Glowstick Kisses, Skinny Dipping & Michael Jackson

So, my first journal entry. Being a writer, you'd think this would be easy for me. However, I live in a fantasy world in my head. Writing about something solid and real will be a new experience. Let's see how this goes.

It's Monday today. Last Tuesday, me and five friends - Rachel, Charlotte, Lillie, Ellen and Fran - set off in a rusted, groaning old minibus to Pembrokeshire, which is on the coast of Wales, UK. We were going camping on a beach called Whitesands, and the weather was on our side; it was hot, sunny and the sky was the kind of blue that makes you want to just stare at it in case clouds come and take it away.

It was a long journey, and the minibus didn't take kindly to hills. Here in Wales, everything is hills. That's how the welsh fought off the english all those years ago. Useful back then, but now? Not so much. Crawling up a mountain at 2 mph with a long line of cars behind us wasn't so bad when we whiled away the time singing cheesey songs at the tops of our voices.

The campsite was perfect. It was a long field dotted with caravans and tents, with the beach right on our doorstep. The sea glittered at us from a sheltered little cove, and each one of us ached to just jump in. Pitching the tent was simple enough, and we all chipped in a little work. I manned the tent poles - I wasn't experienced enough to handle anything more complicated.

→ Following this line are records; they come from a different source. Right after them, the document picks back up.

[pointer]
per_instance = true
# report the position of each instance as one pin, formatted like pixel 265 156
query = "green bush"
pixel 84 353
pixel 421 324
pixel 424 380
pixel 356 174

Later, we went for walks to check out our surroundings. This was going to be our home for the next three days. The great outdoors! It was beautiful. I soon discovered that an island jutted out from the cliffs, and there was just enough rock to be able to climb to it without having to swim. I spent so much time sitting at the top of it, watching the sunset and the seals pop their heads above the surface of the water.

We did a lot of swimming over those three days. One time, we had a bit of a shock when Lillie suddenly screamed and ran out of the sea full speed. Confused, we looked around and realised we were not alone in the water. Above fifty pink jellyfish had come to say hi. I'd never been stung by a jellyfish, and I had no intention to at all. So I was not amused when the lifeguard chased me with a beached jellyfish in his hand for fun. Hilarious.

Next to our tent was a camper van, and the man and his daughter in it had a box ful of baby ferrets - kits - with them. Oh my, they were adorable. I couldn't take my hands off them, and I disgusted my friends by happily tucking into beans with one hand whilst holding a grunting little ferret in the other. Cute!

And how could a group of six sixteen year old girls go camping without having a little illegal fun? No, not the kind of fun you're thinking about. Well, not quite. First, we all went skinny dipping at midnight. It was dark, the beach was deserted; what else should we have done? Then, when we had all frozen half to death in the Irish water, we ran around the beach naked for a while, glowsticks in hand. Streaking. It's against the law, did you know? Indecent exposure. But god, it was funny. And thankfully, no one saw.

The trip ended with a bang. Literally. There was the most amazing lightning storm I have ever seen in my life. The claps of thunder were so deafening, my ears physically hurt. Furious clouds rolled above us, and hot pink forks of lightning shot down from the sky and struck the water so that at least twenty fish leapt out of the sea all at once. While the other girls cowered in the tent, me, Ellen and Charlie were on the beach front watching the storm. I was leaping around, dashing in and out of the water to see if I'd feel any electric currents while Ellen screamed at me that I was crazy and suicidal.

The rain came pouring down. And I mean pouring! It felt like bullets striking our skin, and eventually, when the bolts began to strike mere metres from where we stood, we decided to head to the tent. The campsite flooded, and we spent most of the night struggling to keep our things dry. The storm did not stop for another three hours, and the rain continued all night and all the next day. And when we got a text from Lucy saying that Michael Jackson had died, we all thought she was pulling our legs.

But get this. We killed Michael Jackson. No joke.

The night of the storm was the night MJ died. And that very night, Lillie had said, "If Michael Jackson was laying face down in the water, would you save him?" And then he died. We jinxed him. Holy focaccia, right?

Okay, so maybe we didn't actually kill him. But it was one scary coincidence.

Leaving Whitesands was hard. We had so much fun there, I hated to go. We deffo plan to go back, though. Soon!